I don't think the second -- two individuals correctly identifying something as both diegetic and not -- can be ruled out for TTRPG. Roughly
  1. Given X is diegetic if players can pretend their characters know that X
  2. And to pretend in play requires players to willingly entertain beliefs... to voluntarily imagine X, in other words
  3. Where the voluntary imagining is done in accord with principles and rules put in force for oneself, so that things in discord with those principles and rules will not be imagined... not entertained or pretended to be true
  4. And there are differences between players in willingness to put some given principles and rules in force for themselves
  5. So that there are differences in their willingness to entertain certain beliefs... those players may differ in their willingness to imagine X, in other words
  6. It is entirely possible that some player A will have a willingness to pretend their characters know X, so that X is diegetic for player A, whilst player B does not share that willingness, so that X is not diegetic for player B
Such differences in willingness as I describe have been abundantly testified to in this very thread! Importantly, I do not think it does any harm to the concept of what is diegetic in TTRPG that there should be such differences. It seems inevitable for a form of narrative whose medium is the imagination.

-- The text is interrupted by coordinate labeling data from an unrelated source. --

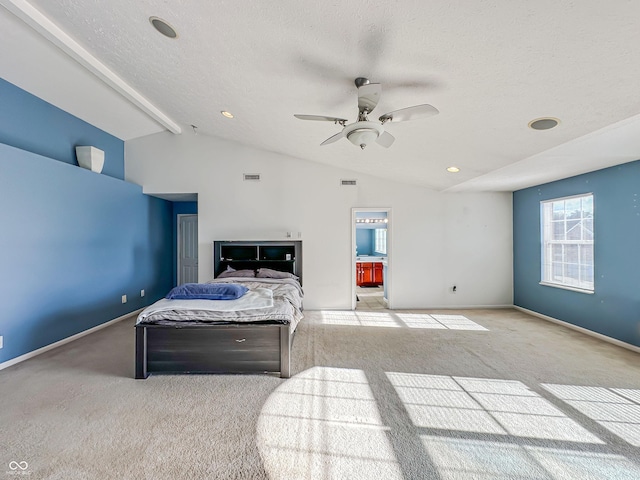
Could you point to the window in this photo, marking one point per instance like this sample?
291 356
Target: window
380 241
567 242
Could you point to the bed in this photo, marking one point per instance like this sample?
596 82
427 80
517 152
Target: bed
253 334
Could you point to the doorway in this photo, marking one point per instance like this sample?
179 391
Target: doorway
187 248
370 258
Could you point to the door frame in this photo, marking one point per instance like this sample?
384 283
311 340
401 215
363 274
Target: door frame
179 241
387 280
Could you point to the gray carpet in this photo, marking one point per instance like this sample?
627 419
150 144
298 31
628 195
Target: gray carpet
474 394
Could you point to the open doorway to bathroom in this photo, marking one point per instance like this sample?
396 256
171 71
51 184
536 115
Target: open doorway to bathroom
370 234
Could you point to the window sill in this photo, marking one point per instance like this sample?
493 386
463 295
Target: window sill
567 287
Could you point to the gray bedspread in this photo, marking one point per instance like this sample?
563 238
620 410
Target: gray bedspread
286 309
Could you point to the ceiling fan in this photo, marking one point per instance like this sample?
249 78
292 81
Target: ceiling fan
363 132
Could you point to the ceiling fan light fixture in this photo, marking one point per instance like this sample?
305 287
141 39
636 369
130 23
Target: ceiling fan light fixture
544 123
362 134
163 27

Unlike the shared experience of watching a film and hearing music in the auditorium, some players could refuse to imagine that music. It can scarcely be described as diegetic -- it would not even exist! -- in the world they are imagining.
I think the premise I am stumbling upon is number 4.

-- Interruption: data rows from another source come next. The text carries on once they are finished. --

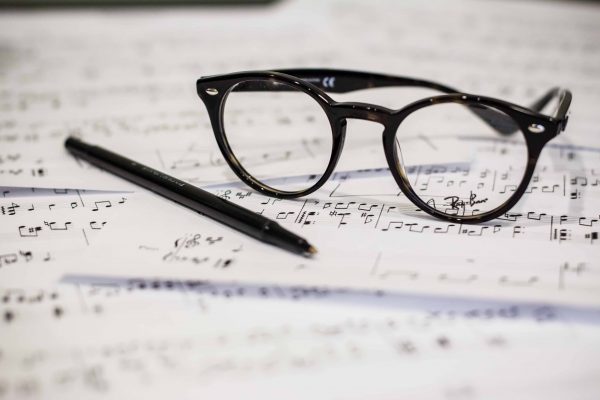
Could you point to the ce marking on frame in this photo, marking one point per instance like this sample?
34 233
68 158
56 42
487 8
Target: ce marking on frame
329 81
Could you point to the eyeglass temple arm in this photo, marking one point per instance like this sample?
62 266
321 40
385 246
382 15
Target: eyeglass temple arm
342 81
562 108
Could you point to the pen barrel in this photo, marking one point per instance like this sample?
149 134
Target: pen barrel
189 196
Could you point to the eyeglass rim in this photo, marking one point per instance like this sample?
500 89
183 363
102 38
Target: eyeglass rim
339 112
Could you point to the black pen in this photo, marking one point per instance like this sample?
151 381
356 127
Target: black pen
206 203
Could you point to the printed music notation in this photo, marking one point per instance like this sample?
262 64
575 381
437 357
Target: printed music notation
161 337
309 336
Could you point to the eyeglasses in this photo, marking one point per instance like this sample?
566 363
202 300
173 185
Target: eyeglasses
457 156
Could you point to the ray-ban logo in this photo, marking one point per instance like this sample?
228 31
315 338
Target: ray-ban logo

I would think I have heard somewhere (the proposal that) that willingness to put certain common principles and rules in force for oneself is more or less the definition of entering a game. That is if there is a difference here, the players has essentially failed to properly initiate a game.

Edt: Less controversaly they could be said to be playing essentially different games, maybe not even recognising so themselves. Similar to how players can seemingly perfectly well play a board game together until it is discovered they assume different rules for some edge case.
 

This is how you get Rolemaster. You don't want that.



You need the Misstepmaster supplement, then you can roll on the Manoeuvre on Loose Ground Debris chart IV to determine the exact method of slippage. It will take a lot of time, it will be very specific, and quite possibly not make any sense in the context, but at least we have an answer and no one has to strain their poor brains with any thinking, or worse, have the evil GM to make any sort of decisions!
What's wrong with Rolemaster? From what I've heard it sounds great.